N.M. Admin. Code § 19.2.100.68 - AMENDMENT OF LEASE TO LOWER ROYALTY RATE FOR OIL WELLS UNDER CERTAIN CONDITIONS
A. Purpose
- eligibility: The records owner of an oil and gas lease issued by the
commissioner of public lands whose lease is maintained in good standing
according to the terms and conditions of the lease and all applicable statutes
and regulations, may apply to the commissioner for an amendment to the lease
for the purpose of changing the royalty rate on oil produced from a specified
oil well. Any well that produces on a lease basis or as a communitized or
unitized property is eligible for the lower rate. Multiple wells from the same
lease, communitization or unit may be submitted for approval under one
application. Communitized or unit wells must qualify individually for the lower
royalty rate.
B. Application,
requirements, and information to be furnished. An application for a change in
royalty rate shall be on a form prescribed by the commissioner and shall be
accompanied by the application fee as set forth in the schedule of fees. For
each oil well, the application shall:
(1)
show that the oil well has produced oil attributable to a communitization, unit
or lease premises, and:
(a) if the production
is from formations shallower than 5,000 feet, has produced less than an average
of three barrels of oil per day during the preceding 12 months and has not
averaged over five barrels per day for any month during the preceding 12
months; or
(b) if the production is
from formations 5,000 feet deep or deeper, has produced less than an average of
six barrels of oil per day during the preceding 12 months and has not averaged
over 10 barrels of oil per day for any month during the preceding 12 months;
and
(2) include a
statement that to the best of the applicant's knowledge and experience the well
is not capable of sustained production limits specified in Paragraph (1) of
this Subsection.
(3) provide data
and describe efforts to:
(a) negotiate lower
rates paid to other royalty owners and overriding royalty owners in the oil
well; and
(b) minimize the costs of
operating the well; and
(4) include any other fact which may justify
a lower royalty rate.
C.
Commissioners approval. Upon receipt of an application, the commissioner shall
review the information submitted as well as other, independent information
obtained by the commissioner and shall agree to amend the lease to a lower
royalty rate for oil produced from the oil well if, in the commissioner's sole
discretion, the commissioner finds that:
(1)
the operator has taken reasonable steps to minimize the operator's costs of
operating the oil well;
(2) the oil
well will likely be plugged and abandoned in the near future, with a resulting
loss of reserves, if operating costs are not reduced further;
(3) the oil well will produce for a longer
period, and the amount of oil produced will ultimately be larger, if the
royalty rate is lowered; and
(4) a
lower royalty rate will actually maximize revenue to the trust
beneficiaries.
D.
Applicable royalty rate, effective date. The lower royalty rate agreed to under
this Section shall be equal to five percent and, except as provided in
Subsection G of this Section, shall be valid for a period of three years, after
which time the record owner of the oil and gas lease may submit a written
request for an extension which, if approved pursuant to Subsection C of this
Section, shall be valid for an additional three year term.

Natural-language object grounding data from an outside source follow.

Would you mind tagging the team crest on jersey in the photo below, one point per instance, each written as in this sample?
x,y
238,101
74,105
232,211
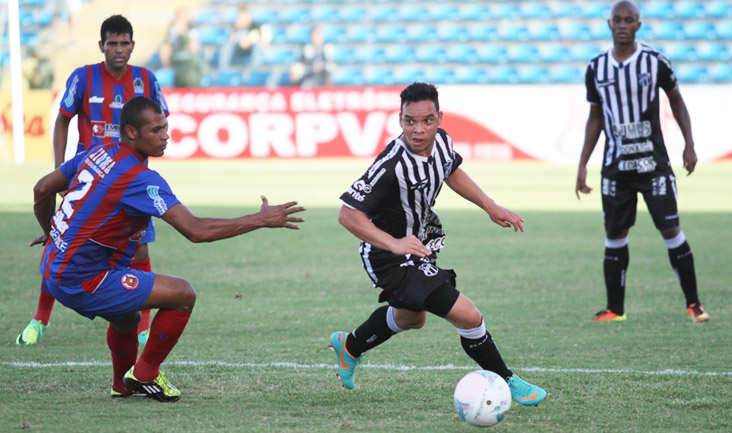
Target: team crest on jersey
x,y
130,281
645,79
117,103
429,269
98,129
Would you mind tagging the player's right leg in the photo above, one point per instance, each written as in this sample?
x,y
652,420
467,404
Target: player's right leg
x,y
479,345
175,298
33,331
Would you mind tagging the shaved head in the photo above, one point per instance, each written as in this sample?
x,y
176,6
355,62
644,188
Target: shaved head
x,y
625,4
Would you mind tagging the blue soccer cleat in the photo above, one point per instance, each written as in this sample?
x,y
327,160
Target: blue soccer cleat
x,y
525,393
346,363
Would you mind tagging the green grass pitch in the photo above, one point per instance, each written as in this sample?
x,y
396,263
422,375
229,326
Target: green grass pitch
x,y
254,356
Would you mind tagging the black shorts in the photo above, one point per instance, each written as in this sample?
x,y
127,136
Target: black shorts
x,y
620,200
408,286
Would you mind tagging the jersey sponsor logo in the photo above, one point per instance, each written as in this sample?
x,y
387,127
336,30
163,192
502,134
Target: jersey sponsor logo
x,y
422,184
69,99
98,129
640,165
632,130
604,83
130,281
645,79
429,269
138,86
117,103
629,149
355,194
153,191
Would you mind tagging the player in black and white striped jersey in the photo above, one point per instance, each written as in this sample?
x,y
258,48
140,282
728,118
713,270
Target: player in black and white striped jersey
x,y
623,87
390,208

E. Accounting and reporting of oil royalties.
Production, royalties and taxes for oil produced from any well for which a
lower royalty rate has been granted under this Section shall be reported
separately from other oil wells, under the PUN-lease business rules of the oil
and gas royalty filer's kit utilized by the oil and natural gas administration
and revenue database (ONGARD) system.
F. Form of application. Applications for a
lower royalty rate under this Section shall be submitted on a form provided by
the commissioner.
G. Termination of
lower rate. The effective period for a lower royalty rate, approved pursuant to
this Section, shall terminate and the royalty rate specified in the lease shall
be applicable if the commissioner determines, in the commissioner's sole
discretion, that the oil production has significantly increased through well
workover, recompletion or other means, so that the well would no longer qualify
on an annual basis for a lower royalty rate.